There’s a giant loophole in the historic Supreme Court ruling which means not all LGBT+ Americans are protected

LGBT+ activists rally in front of the Supreme Court in October 2019

The latest ruling from the US Supreme Court is being hailed as a landmark victory for LGBT+ people, but it has one glaring loophole: it doesn’t apply to small businesses.

On Monday (June 15) the court ruled that existing provisions under the 1964 Civil Rights Act, which outlaw discrimination based on sex, also apply to cases where “an employer fires an individual merely for being gay or transgender”.
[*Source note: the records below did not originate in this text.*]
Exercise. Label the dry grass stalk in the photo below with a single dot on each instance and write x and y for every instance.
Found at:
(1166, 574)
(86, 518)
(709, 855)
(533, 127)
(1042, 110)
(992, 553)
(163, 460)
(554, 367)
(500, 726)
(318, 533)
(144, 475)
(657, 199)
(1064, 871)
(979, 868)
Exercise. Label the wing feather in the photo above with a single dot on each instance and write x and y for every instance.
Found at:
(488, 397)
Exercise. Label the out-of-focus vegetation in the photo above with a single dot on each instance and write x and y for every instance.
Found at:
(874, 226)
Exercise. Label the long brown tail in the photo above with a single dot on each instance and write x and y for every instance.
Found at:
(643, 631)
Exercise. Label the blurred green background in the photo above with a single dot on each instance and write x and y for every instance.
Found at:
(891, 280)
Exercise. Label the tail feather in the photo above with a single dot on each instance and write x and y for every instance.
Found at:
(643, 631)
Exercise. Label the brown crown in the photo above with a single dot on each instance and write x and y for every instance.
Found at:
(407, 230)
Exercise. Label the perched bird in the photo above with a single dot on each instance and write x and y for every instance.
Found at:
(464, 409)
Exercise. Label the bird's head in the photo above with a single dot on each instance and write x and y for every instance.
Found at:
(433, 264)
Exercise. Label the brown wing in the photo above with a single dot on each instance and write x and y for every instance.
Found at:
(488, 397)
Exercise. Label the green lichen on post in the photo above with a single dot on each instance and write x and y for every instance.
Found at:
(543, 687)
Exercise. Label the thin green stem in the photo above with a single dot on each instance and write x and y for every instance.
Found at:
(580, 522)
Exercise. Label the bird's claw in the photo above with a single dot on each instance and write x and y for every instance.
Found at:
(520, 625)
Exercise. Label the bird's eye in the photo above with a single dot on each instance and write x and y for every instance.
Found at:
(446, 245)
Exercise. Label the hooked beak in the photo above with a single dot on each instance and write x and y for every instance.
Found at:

The ruling extends the sex-based employment discrimination protections known as Title VII to LGBT+ people in all 50 states – a significant step, as equality measures to do so have long stalled by Republicans in Congress.

But it includes a critical exception for small businesses with fewer than 15 employees, which employ as many as one in six Americans.

The exact number of people who fall into this category is unclear as there’s no specific data on how many employees work for such companies. But according to Al Jazeera, the US Bureau of Labor Statistics estimates about 17 per cent of the workforce is employed by companies with 19 or fewer employees.

Some states have stronger laws, such as California, where businesses with at least five workers can’t discriminate. But many LGBT+ Americans employed by small companies in conservative states could easily fall through the cracks.

“I don’t know of any decent excuse or rationale for having let that sit on the books,” said Moe Vela, who served as a senior advisor on LGBT+ affairs to Joe Biden.

“There’s always been a special kind of place for small businesses in the legislative process, but I don’t understand how that protective spirit can translate in any way to allowing them to discriminate against employees based on who they love or what gender they identify with.”

The Supreme Court decision also hasn’t addressed other civil rights questions, such as whether LGBT+ people can be refused access to housing or denied services from businesses, and whether homophobic and transphobic discrimination is justified by religious beliefs.

It is a “monumental decision for the LGBT+ community, but it is not the end of our struggle,” said Alphonso David, president of the Human Rights Campaign – but he acknowledged that there is much more work still to do.

“We’re still fighting to make sure LGBT+ people are protected in all aspects of their lives,” he added.